Tri Swim Coach

Saturday Swim Session: 80/20 Swim Mixed Intervals #2

A mixed Interval swim provides a range of intensities in order to enhance your fitness. This session is good for triathletes, as well as open-water swimmers.

Each Saturday I will post a Swim Session, and most weeks I will load three options up for you to do. Option A is for swimmers who are after a workout between 1,000 & 2,000 metres.
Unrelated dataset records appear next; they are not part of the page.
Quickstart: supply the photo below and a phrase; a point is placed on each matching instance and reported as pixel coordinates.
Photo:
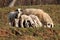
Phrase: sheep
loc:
(14, 15)
(36, 20)
(26, 19)
(43, 16)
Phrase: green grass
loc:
(32, 33)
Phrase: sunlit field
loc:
(12, 33)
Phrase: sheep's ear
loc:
(16, 10)
(21, 10)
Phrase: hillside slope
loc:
(12, 33)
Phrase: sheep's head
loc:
(19, 12)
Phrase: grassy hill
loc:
(12, 33)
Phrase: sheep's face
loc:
(19, 12)
(50, 25)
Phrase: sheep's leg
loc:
(27, 24)
(16, 22)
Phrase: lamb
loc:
(26, 19)
(13, 15)
(43, 16)
(36, 20)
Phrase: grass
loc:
(31, 33)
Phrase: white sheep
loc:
(36, 21)
(43, 16)
(14, 15)
(26, 19)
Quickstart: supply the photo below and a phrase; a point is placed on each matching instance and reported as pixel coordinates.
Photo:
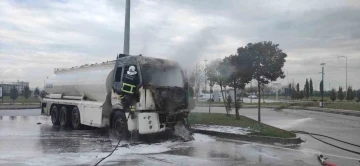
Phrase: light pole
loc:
(346, 69)
(127, 29)
(323, 87)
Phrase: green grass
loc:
(245, 122)
(20, 99)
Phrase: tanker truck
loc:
(88, 95)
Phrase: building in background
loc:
(19, 85)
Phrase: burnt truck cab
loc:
(161, 96)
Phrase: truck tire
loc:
(55, 115)
(119, 124)
(75, 119)
(65, 119)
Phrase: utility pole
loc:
(251, 92)
(127, 28)
(346, 71)
(205, 74)
(322, 94)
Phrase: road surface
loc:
(25, 142)
(343, 127)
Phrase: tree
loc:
(307, 89)
(228, 105)
(216, 73)
(43, 94)
(14, 94)
(340, 94)
(290, 91)
(196, 79)
(37, 92)
(294, 94)
(321, 88)
(298, 90)
(301, 94)
(239, 72)
(266, 60)
(333, 95)
(27, 92)
(353, 95)
(311, 89)
(349, 94)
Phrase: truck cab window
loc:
(118, 74)
(126, 69)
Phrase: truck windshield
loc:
(162, 76)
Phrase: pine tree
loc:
(290, 93)
(14, 94)
(307, 89)
(301, 94)
(333, 95)
(293, 93)
(321, 88)
(311, 88)
(353, 95)
(340, 94)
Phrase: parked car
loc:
(252, 97)
(206, 97)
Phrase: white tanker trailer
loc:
(89, 95)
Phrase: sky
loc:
(37, 36)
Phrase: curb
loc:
(251, 138)
(329, 110)
(326, 110)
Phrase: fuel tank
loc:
(91, 81)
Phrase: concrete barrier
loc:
(251, 138)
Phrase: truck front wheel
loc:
(65, 119)
(55, 115)
(75, 118)
(120, 125)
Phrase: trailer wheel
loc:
(65, 119)
(119, 124)
(55, 115)
(75, 119)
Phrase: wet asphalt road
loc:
(343, 127)
(24, 142)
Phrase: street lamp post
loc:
(205, 74)
(322, 94)
(346, 69)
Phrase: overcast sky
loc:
(38, 36)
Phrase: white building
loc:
(19, 85)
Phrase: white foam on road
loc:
(158, 147)
(225, 129)
(89, 158)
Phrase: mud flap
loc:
(182, 131)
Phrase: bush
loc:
(228, 104)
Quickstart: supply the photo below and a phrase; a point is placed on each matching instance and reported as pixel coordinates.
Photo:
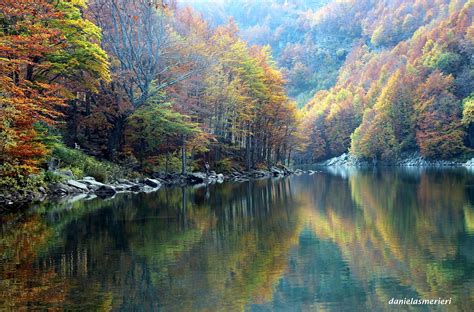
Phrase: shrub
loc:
(83, 165)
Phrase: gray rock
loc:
(152, 183)
(105, 191)
(196, 177)
(220, 178)
(78, 185)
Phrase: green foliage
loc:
(224, 165)
(409, 86)
(14, 179)
(83, 165)
(468, 110)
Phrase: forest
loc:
(105, 86)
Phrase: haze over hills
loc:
(360, 68)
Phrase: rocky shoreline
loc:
(88, 187)
(407, 160)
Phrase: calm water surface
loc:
(335, 241)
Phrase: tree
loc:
(438, 128)
(48, 51)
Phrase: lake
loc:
(337, 240)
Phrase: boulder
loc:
(105, 191)
(196, 177)
(61, 189)
(78, 185)
(152, 182)
(92, 184)
(220, 178)
(277, 172)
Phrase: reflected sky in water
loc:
(338, 240)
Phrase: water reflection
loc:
(342, 240)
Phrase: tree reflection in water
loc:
(334, 240)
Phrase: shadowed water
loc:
(339, 240)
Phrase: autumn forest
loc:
(104, 86)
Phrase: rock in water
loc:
(105, 191)
(152, 182)
(78, 185)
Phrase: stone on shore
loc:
(78, 185)
(105, 191)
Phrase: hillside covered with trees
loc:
(376, 78)
(144, 84)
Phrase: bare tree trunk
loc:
(183, 157)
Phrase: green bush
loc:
(224, 165)
(82, 165)
(14, 179)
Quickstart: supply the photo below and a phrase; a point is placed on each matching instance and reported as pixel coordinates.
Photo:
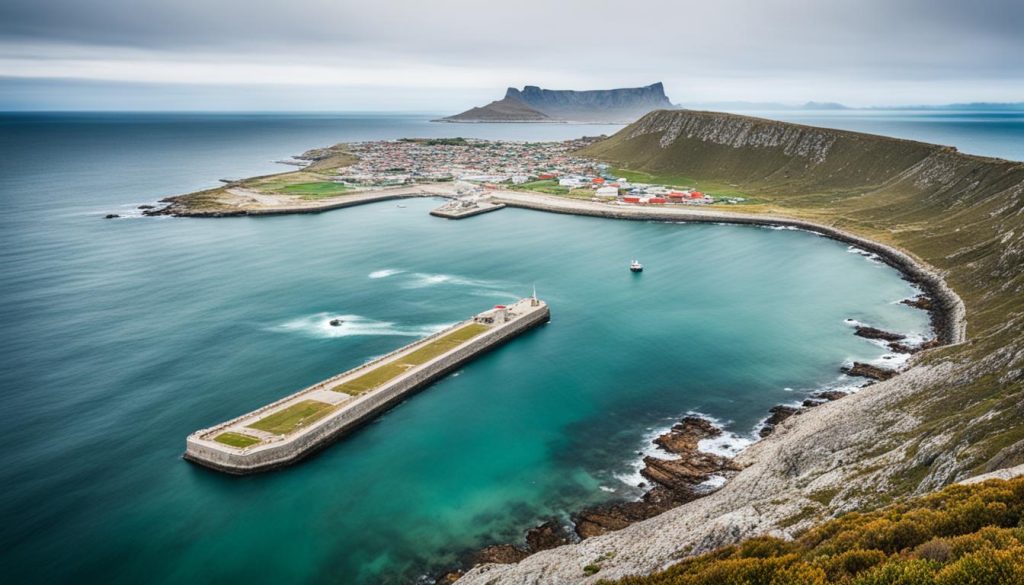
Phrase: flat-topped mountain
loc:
(534, 103)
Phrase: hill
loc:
(534, 103)
(956, 412)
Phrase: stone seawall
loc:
(355, 413)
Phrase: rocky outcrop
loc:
(867, 371)
(532, 103)
(875, 333)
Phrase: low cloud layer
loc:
(450, 52)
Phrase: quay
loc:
(293, 427)
(460, 208)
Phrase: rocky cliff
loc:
(534, 103)
(956, 412)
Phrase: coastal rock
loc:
(875, 333)
(868, 371)
(549, 535)
(685, 434)
(923, 302)
(778, 414)
(676, 482)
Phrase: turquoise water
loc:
(122, 337)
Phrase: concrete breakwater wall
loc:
(948, 310)
(202, 449)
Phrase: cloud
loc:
(728, 49)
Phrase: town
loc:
(479, 166)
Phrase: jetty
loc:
(293, 427)
(466, 207)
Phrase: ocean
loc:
(123, 336)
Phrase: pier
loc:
(466, 207)
(289, 429)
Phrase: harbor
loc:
(293, 427)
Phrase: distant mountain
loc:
(534, 103)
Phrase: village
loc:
(479, 166)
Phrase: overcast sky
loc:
(443, 55)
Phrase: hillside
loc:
(965, 534)
(534, 103)
(956, 412)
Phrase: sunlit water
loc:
(123, 336)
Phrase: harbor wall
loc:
(354, 413)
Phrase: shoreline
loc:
(947, 314)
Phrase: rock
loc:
(778, 414)
(500, 553)
(868, 371)
(685, 435)
(551, 534)
(828, 395)
(923, 302)
(873, 333)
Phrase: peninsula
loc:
(952, 222)
(297, 425)
(532, 103)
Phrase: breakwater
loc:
(296, 426)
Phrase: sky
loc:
(445, 55)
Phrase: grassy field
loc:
(294, 417)
(236, 440)
(382, 374)
(965, 535)
(549, 186)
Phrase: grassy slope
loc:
(963, 535)
(312, 182)
(962, 214)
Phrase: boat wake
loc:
(318, 326)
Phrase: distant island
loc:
(534, 103)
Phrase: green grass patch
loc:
(294, 417)
(237, 440)
(379, 376)
(549, 186)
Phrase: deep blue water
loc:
(123, 336)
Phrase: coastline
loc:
(949, 324)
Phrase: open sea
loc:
(121, 337)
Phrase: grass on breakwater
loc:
(237, 440)
(387, 372)
(296, 416)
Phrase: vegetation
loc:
(962, 214)
(294, 417)
(237, 440)
(378, 376)
(965, 535)
(549, 186)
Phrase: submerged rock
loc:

Option B is for swimmers who are after a workout between 2,000 & 3,000m and Option C will be more excellent than 3,000m.

These workouts come from Matt Fitzgerald and David Warden‘s book 80/20 Triathlon.

Option A

  • 500m W/U;
  • 5x 100m 15RI;
  • 250m Swim;
  • 10x 25m 10RI;
  • 250m C/D (1,750m)

Option B

  • 500m W/U;
  • 5x 200m 15RI;
  • 250m Swim;
  • 10x 25m 10RI;
  • 500m C/D (2,500m)

Option C

  • 500m W/U;
  • 5x 200m 15RI;
  • 250m Swim;
  • 10x 25m 10RI;
  • 500m Swim;
  • 500m C/D (3,000m)

For the Warm Up (WU) start with a 500m swim. During the warm-up feel free to stop and stretch as needed.  It doesn’t need to be a continuous swim.

The first set is made up of five reps of 100m (Option A) or 200m (Options B & C), take a fifteen second Rest Interval (RI) after each rep.

Next up swim a 250m continuous swim.

Follow that with a set of ten, 25m reps with a ten second Rest Interval (RI) between each rep.

If you are doing Option C prior to the Cool Down swim another 500m continuous swim.

For the Cool Down (CD) swim 250m (Option A) or 500m (Options B & C). Unlike the previous sets which have to be freestyle, the cooldown (like the warm-up) can be any stroke you wish to swim.  You can also stop and rest after any length.  I encourage you to stop and stretch during the cool-down.